Fox has three sons: Noah, 9, Bodhi, 8, and Journey, 5. She’s been open about Noah’s desire to wear dresses to express himself since he was a toddler, and the bullying he’s endured because of it. During the interview, she explains how she’s always taught her kids about gender identity and how to be confident in themselves and who they are. [Editor’s note: We are using both gender-neutral and masculine pronouns in this story, similar to how Fox talks about Noah.]
“Noah started wearing dresses when he was about two, and I bought a bunch of books that sort of addressed these things and addressed a full spectrum of what this is,” Fox explains. “Some of the books are written by transgender children. Some of the books are just about how you can be a boy and wear a dress; you can express yourself through your clothing however you want. And that doesn’t even have to have anything to do with your sexuality.”
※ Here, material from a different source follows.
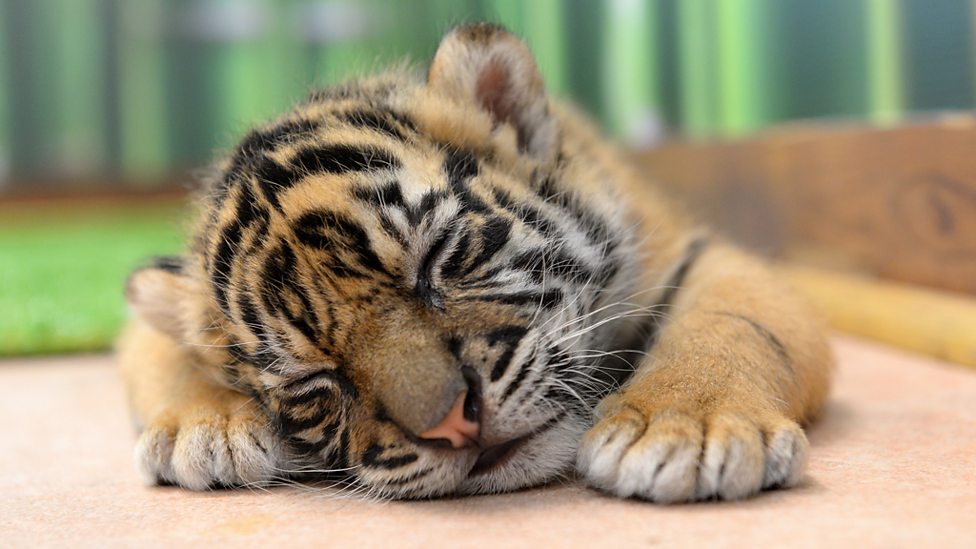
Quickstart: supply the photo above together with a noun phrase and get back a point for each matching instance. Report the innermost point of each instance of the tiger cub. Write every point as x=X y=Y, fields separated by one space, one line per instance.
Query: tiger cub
x=456 y=286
She says she knows she can’t control how other kids are taught about things like gender identity, and how hard that is.
“That’s why I don’t really put my children on Instagram or social media,” she says.
Related: Megan Fox has the perfect response to kids who bully her son for wearing dresses
Fox says her children attend a school where “the other parents are similar in their beliefs,” and that most of the kids at this school don’t have regular access to the internet. She grew emotional and teared up while explaining how it works.
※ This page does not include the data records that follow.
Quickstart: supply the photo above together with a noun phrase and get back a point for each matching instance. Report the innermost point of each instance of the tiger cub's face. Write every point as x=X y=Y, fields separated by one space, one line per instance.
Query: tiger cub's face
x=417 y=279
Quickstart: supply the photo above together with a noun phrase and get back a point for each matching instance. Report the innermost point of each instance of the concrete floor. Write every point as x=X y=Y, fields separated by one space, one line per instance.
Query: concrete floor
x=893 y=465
“So they know that their parents are famous, but their knowledge of it is very limited,” she said. “I knew when they were very young, I wanted to try to protect them however I could and a lot of that had to do with limiting their exposure to the internet. So far, we’ve done a really good job and we maintain their innocence in a lot of ways, but I know I can’t protect them forever, though I do have a child that suffers.”
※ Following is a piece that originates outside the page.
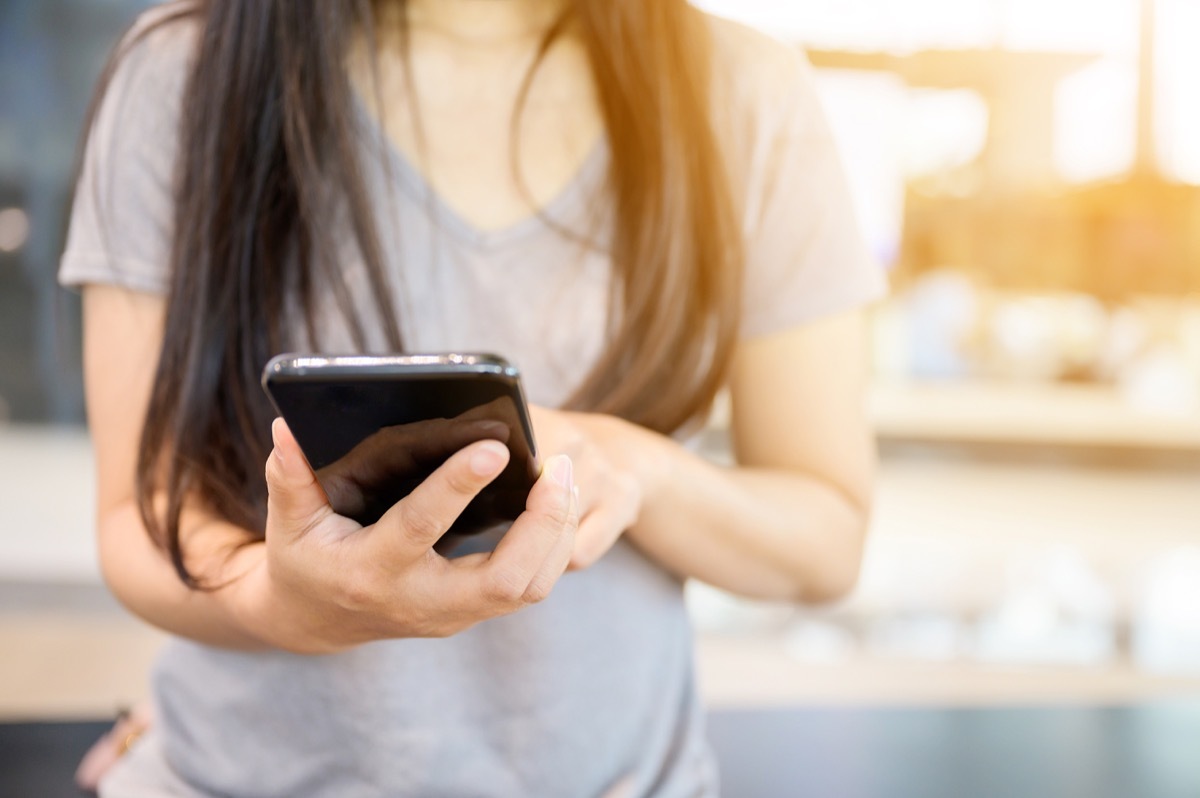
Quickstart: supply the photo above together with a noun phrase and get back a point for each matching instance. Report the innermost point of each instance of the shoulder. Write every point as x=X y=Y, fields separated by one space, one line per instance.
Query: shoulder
x=159 y=49
x=759 y=77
Fox last shared images of her children on Instagram back in 2018. She says even though she’s an incredibly proud mother, she just doesn’t feel comfortable putting them out there for the world to see and react to.
“I’m so proud of my kids. Noah is an unbelievable pianist. Noah can learn Mozart’s concerto in an hour and just absolutely shred on the piano,” she says, explaining that she’d love to be able to share that with people. “But I also don’t want the world to have access to this gentle soul and say all the things that we all know they’re going to say.”
It’s more than understandable that celebrity parents would want to respect their children’s autonomy and boundaries by keeping them out of the public eye and off of their social media accounts. Children can’t make these decisions, so as parents, we’re responsible for making them on their behalf.
Sure, we all want to share the amazing moments of their childhood and our parental pride with the world from infancy onward. Celebrities and influencers may have chosen to live life in the public eye, but their children haven’t. Your children have access to the world, but the world doesn’t have to have access to your children.
Related: Megan Fox addresses the mom-shaming she gets: ‘Do you ask their dad when he’s out?’
In regard to Noah and her desire for him to live life as true to themself as possible, she acknowledges that the world isn’t always kind to kids they deem “different” and how she wishes she could protect him.
“So I have a lot of worries about that, because I just wish that humanity was not like this,” Fox says “Although my kid is so brave and my child is so brave and I know that they’ve chosen this journey for a reason. It’s just hard as a mom.”
One thing she’s completely nailed is making sure her children know they’re accepted, loved, and brave at home by having open discussions and reading inclusive children’s books about gender identity.
“From the time they were very young, I’ve incorporated those things into their daily lives so that nobody feels like they are weird or strange or different.”
Well done, mama. You and your kids are fortunate to have one another on this journey.